What to pack to Ecuador

Last time I wrote a text about choosing the travel destination in the South America. Today I’m going to present you what shouldn’t be missing in your backpack and what should be better left at home.I was inspired by a discussion on a Facebook group dedicated to backpacking in the South America.



Quite obvious, isn’t it? But I think you can take few of my advices. First things first: going for a week or a month, it’s pointless to have more than about five changes of clothing. In both Ecuador and Peru there are plenty of laundry places for a good price (about a dollar for a kilo). In few hours time you can get everything washed and dried. That’s also why I don’t see the point in taking any special cloth washing equipment (about that was the discussion) unless you’re going in some God forgotten places in the middle of the jungle for few weeks. If you’re planning to visit a town ever few days, you will be good without hand washing.

What cloths should you take? It depends where exactly you’re going. I suggest light cloths with long sleeves – the sun burns the skin here. Of course some raincoat and something warm – a jumper or a sweater should be enough. If you would need more, you can always buy a poncho and have a great souvenir. The same for the hat – buy one in Ecuador! It’s famous for them – and prices are really good.

Of course the situation changes if you’re going to climb Chimborazo or other mountain or you’re going to Patagonia in winter where it gets really cold. You would need proper clothing then – but I believe in your common sense.


Electronic devices

If you take pictures, videos, you use some data stocking equipment, powerbanks or drones, TAKE ALL OF THIS STUFF WITH YOU. Especially if you’re going to Ecuador because the prices here are ridiculous and the accessibility far lower. Of course you can buy everything, but it would take a lot of time and money. Why would you make your life harder? I know what I’m talking about…

If you’re from the US, you’re ahead of us, Europeans – the electric outlet format is the same. For all of Europeans, be sure to have an adapter with you. Also, I recommend a splitter that will let you connect many devices to one outlet. You shouldn’t have problems with the tension as all modern devices have transformators built in.

Here is the link to the complete list of personal object a tourist can take in Ecuador without tax. In Spanish.


This it the setup I’m taking about – the adapter and the splitter.



The content of your wash bag is mostly a personal choice. From my experience, I suggest replacing the shower gel with a regular white soap. In many hostels there is no hot water and the shower gel is difficult to wash off with cold one. But, as I said, it’s the personal matter. It’s good to have a towel – microfibre towels are great as they dry quickly and don’t occupe much space.

Of course if you can’t live without some special cosmetic, take it with you. The basics (shampoo, ear sticks, soap etc.) you can buy here but finding this special cream of this special brand for your special skin can be just impossible.

By the way, a standard travelling tip – a roll of toilet paper and wet antibacterial wipes in your hand luggage can save the day.

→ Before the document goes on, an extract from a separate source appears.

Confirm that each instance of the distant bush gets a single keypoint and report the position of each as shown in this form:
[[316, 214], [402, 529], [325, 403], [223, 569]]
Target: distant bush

An interesting thing. Tissues are not so common here. You can’t buy them in every store and they cost more then in Europe. But you’re not going to take a half a year worth tissue supply with you, are you?



A torch, a knife, a compass, some pen. Map is optional. Maybe a guide. Spare batteries. I highly recommend a canvas bag for shopping – you will buy a lot of stuff at the market and using a tone of plastic bags is neither comfortable, nor nature friendly.

When it comes to choosing a credit or debit card, go for VISA. MASTERCARD is not so widely accepted, not even speaking about others. Anyway, you will mostly rely on cash. Don’t take the notes over 20$ because you’ll spend a lot of time trying to exchange them – most stores don’t accept them and banks don’t like changing them. Also, even with 20$ or 10$ you’ll sometimes cause panic when they’re going to run around looking for change.


I think it’s better to take too few things than too many – as I’ve done.


The overpacked me. I left a lot of it in Poland where I stopped right before coming to Ecuador, but I still had about 65 pounds. I would make it with a half of it.


In the future I’ll describe how to prepare for the travel – vaccines, tickets and stuff.